Currently supported languages

  • Python
  • Java
  • Javascript/Typescript
  • C#
  • C++
  • Ruby

Installation

NOTE: this tool is only supported on a NIX-style OS (Linux, MacOS, FreeBSD, etc)

PyPI installation

After following the above instructions, simply invoke

python -m pip install source-parser

Usage

Scripting

Simply load the source file contents and hand to a parser, e.g.

from source_parser.parsers import PythonParser
pp = PythonParser(open('source_parser/crawler.py').read())
print(pp.schema)

will print the schema extracted from source_parser/crawler.py.

Parsing at scale

The real intention of this tool is to run massively at scale with 100s of thousands of git repositories. Two CLI tools are added upon installation:

  • repo_parse -h: semantically parses code using source_parser
  • repo_scrape -h: just grabs all files matching some patterns

for example:

repo_parse <language> <repo_list.json> <outdir> [--tmpdir <temporary_directory>]

where <language> is one of the supported languages indicated in the help message, <repo_list.json> is a path to a .json file containin a list of dictionaries with at least a 'url' key for a git repository and optionally a 'license' key. <outdir> is the directory in which to place the saved results as a lz4 compressed jsonlines file, and --tmpdir is an optional place to save temporary data like cloned repositories.

_Protip: mount a RAMdisk and hand it to --tmpdir to remove the IO bottleneck and double parsing speeds! Further, you can set outdir to be in the RAMdisk as well, so no disk is necessary (if you have enough memory).

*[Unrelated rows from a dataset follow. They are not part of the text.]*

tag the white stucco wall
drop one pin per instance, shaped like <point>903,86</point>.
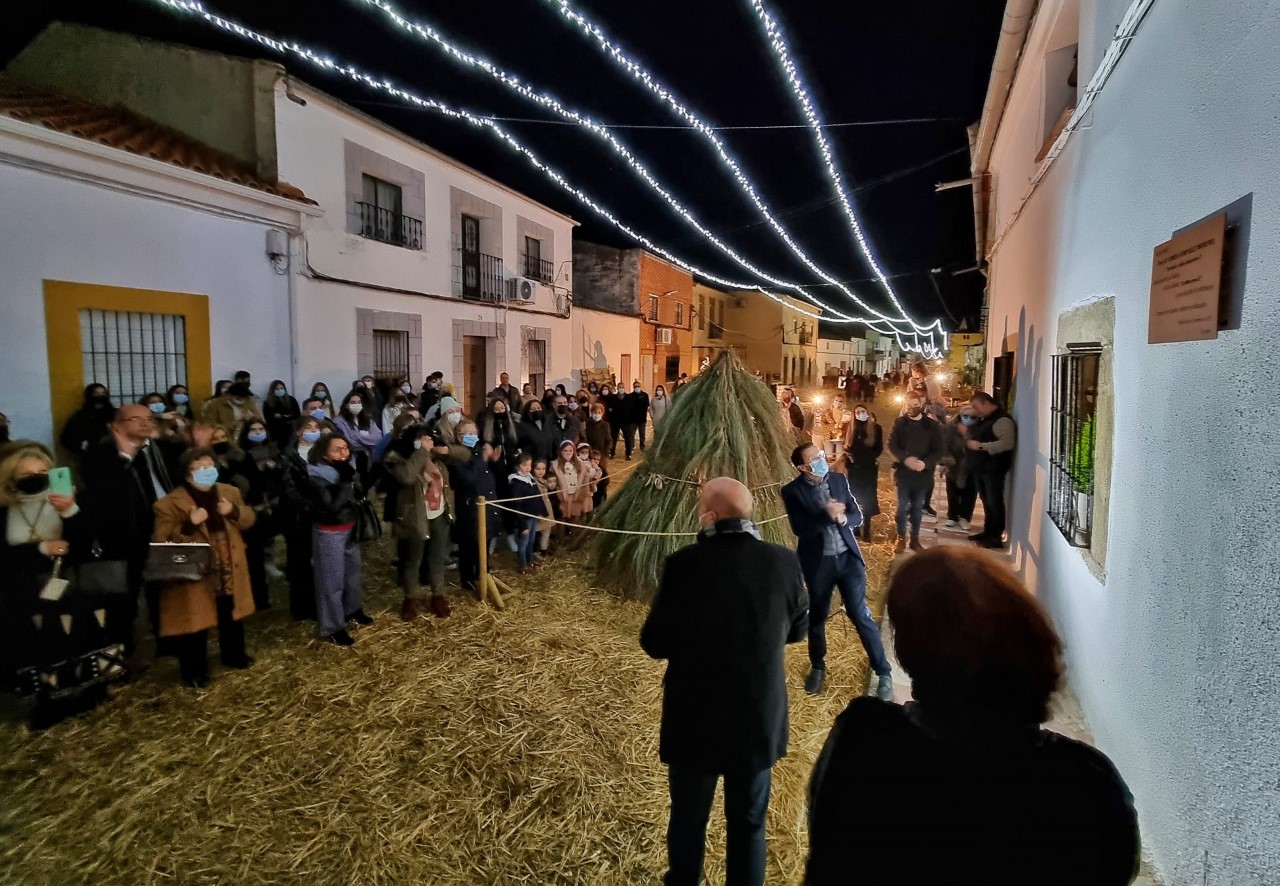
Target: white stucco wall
<point>59,229</point>
<point>1175,654</point>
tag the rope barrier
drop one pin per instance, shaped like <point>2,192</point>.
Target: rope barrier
<point>613,531</point>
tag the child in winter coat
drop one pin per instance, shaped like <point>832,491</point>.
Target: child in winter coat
<point>529,502</point>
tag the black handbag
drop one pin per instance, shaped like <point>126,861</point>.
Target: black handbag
<point>170,561</point>
<point>368,526</point>
<point>101,576</point>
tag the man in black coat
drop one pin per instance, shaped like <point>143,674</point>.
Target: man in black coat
<point>124,475</point>
<point>635,416</point>
<point>823,515</point>
<point>725,610</point>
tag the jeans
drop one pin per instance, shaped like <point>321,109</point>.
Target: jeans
<point>910,502</point>
<point>336,556</point>
<point>991,487</point>
<point>960,499</point>
<point>849,574</point>
<point>528,542</point>
<point>746,799</point>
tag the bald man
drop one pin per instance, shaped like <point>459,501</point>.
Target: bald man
<point>725,610</point>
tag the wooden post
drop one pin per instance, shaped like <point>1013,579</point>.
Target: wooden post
<point>485,584</point>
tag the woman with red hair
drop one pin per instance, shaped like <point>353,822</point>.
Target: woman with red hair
<point>963,784</point>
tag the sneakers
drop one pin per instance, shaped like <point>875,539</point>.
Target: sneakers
<point>408,610</point>
<point>816,680</point>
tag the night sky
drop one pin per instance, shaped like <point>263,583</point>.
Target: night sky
<point>862,62</point>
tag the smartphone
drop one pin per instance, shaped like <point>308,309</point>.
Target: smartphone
<point>60,482</point>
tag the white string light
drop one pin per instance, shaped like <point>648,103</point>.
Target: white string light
<point>325,63</point>
<point>780,49</point>
<point>708,132</point>
<point>433,36</point>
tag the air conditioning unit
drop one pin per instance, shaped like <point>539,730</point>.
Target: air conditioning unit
<point>524,289</point>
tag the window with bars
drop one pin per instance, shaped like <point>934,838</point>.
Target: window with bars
<point>391,355</point>
<point>133,354</point>
<point>1073,435</point>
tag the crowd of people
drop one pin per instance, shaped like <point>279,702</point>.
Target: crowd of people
<point>228,479</point>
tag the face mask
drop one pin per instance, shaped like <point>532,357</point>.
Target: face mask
<point>204,478</point>
<point>32,485</point>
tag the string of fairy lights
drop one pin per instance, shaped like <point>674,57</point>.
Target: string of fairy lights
<point>644,77</point>
<point>880,323</point>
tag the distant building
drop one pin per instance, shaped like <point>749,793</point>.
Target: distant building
<point>658,295</point>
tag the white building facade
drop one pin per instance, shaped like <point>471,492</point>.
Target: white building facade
<point>1144,473</point>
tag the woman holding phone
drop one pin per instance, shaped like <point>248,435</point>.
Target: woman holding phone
<point>45,633</point>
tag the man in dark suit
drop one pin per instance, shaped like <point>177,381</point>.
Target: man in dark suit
<point>823,516</point>
<point>725,610</point>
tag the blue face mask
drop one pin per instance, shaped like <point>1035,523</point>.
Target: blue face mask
<point>204,476</point>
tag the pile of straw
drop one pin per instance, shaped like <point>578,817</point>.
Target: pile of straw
<point>725,423</point>
<point>513,747</point>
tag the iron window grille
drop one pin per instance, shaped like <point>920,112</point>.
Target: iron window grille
<point>391,356</point>
<point>133,354</point>
<point>1073,418</point>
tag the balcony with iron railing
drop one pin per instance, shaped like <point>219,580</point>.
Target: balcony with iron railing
<point>538,269</point>
<point>479,277</point>
<point>388,227</point>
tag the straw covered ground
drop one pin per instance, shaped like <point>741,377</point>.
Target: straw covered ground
<point>513,747</point>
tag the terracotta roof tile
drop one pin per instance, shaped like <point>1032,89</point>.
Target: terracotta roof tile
<point>119,127</point>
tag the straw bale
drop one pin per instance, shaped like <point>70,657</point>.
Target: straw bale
<point>488,748</point>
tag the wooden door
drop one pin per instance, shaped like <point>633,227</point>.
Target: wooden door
<point>475,366</point>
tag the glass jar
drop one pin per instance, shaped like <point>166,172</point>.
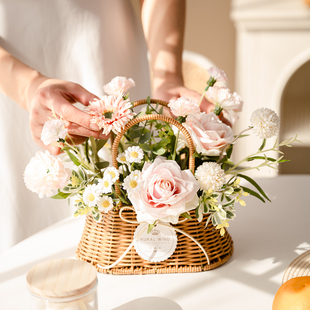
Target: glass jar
<point>64,284</point>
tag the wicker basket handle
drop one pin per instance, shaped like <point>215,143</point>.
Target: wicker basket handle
<point>164,118</point>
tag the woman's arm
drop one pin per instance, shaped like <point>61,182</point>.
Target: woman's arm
<point>163,24</point>
<point>40,95</point>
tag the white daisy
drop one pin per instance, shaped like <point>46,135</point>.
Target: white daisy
<point>91,195</point>
<point>210,175</point>
<point>132,183</point>
<point>105,204</point>
<point>134,154</point>
<point>113,172</point>
<point>265,122</point>
<point>105,184</point>
<point>183,106</point>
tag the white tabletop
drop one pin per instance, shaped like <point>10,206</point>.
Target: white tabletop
<point>267,237</point>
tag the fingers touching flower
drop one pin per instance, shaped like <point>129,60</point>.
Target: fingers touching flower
<point>53,132</point>
<point>118,86</point>
<point>224,100</point>
<point>45,174</point>
<point>210,175</point>
<point>110,113</point>
<point>132,182</point>
<point>113,172</point>
<point>105,204</point>
<point>209,134</point>
<point>134,154</point>
<point>166,192</point>
<point>265,122</point>
<point>91,195</point>
<point>183,106</point>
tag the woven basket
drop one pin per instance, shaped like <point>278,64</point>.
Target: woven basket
<point>103,243</point>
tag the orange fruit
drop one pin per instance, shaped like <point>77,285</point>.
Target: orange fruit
<point>293,295</point>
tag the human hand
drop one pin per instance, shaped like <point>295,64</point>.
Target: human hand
<point>173,89</point>
<point>45,95</point>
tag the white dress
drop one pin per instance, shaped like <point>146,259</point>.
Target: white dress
<point>87,42</point>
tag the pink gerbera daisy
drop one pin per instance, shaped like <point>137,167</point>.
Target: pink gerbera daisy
<point>110,113</point>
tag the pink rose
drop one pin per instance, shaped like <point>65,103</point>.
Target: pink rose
<point>209,134</point>
<point>166,192</point>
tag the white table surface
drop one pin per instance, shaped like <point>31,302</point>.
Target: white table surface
<point>267,237</point>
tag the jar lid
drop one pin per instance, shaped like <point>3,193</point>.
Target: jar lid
<point>61,278</point>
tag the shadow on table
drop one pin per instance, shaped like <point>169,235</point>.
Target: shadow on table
<point>150,303</point>
<point>22,270</point>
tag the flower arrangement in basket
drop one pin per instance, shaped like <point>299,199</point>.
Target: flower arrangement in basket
<point>163,172</point>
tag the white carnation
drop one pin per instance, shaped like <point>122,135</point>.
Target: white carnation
<point>183,106</point>
<point>265,122</point>
<point>45,174</point>
<point>53,131</point>
<point>118,86</point>
<point>210,175</point>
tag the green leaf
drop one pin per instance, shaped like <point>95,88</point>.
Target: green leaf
<point>254,184</point>
<point>100,144</point>
<point>73,158</point>
<point>61,195</point>
<point>253,193</point>
<point>186,215</point>
<point>102,164</point>
<point>263,145</point>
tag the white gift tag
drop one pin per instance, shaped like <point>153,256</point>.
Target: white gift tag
<point>156,246</point>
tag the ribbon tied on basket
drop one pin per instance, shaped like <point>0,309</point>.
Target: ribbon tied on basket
<point>160,223</point>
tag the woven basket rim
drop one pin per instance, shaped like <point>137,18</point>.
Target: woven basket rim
<point>299,267</point>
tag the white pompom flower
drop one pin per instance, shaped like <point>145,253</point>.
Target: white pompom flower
<point>45,174</point>
<point>113,172</point>
<point>183,106</point>
<point>210,175</point>
<point>265,122</point>
<point>105,204</point>
<point>134,154</point>
<point>53,132</point>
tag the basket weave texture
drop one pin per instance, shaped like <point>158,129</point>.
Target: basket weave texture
<point>103,243</point>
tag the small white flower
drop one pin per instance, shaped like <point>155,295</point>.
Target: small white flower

sudo mount -t tmpfs -o size=<size in Gigabytes>G <name-ramdisk> /path/to/ramdisk`

Reading the data

The default compression algorithm used is lz4 for its high speed and reasonable compression ratio. Because the data is highly compressible, DO read the data in streaming fashion and not saving it all in memory uncompressed at once. The JSON dictionaries are highly compressible so you can generally expect the uncompressed data to be 2-3x as large.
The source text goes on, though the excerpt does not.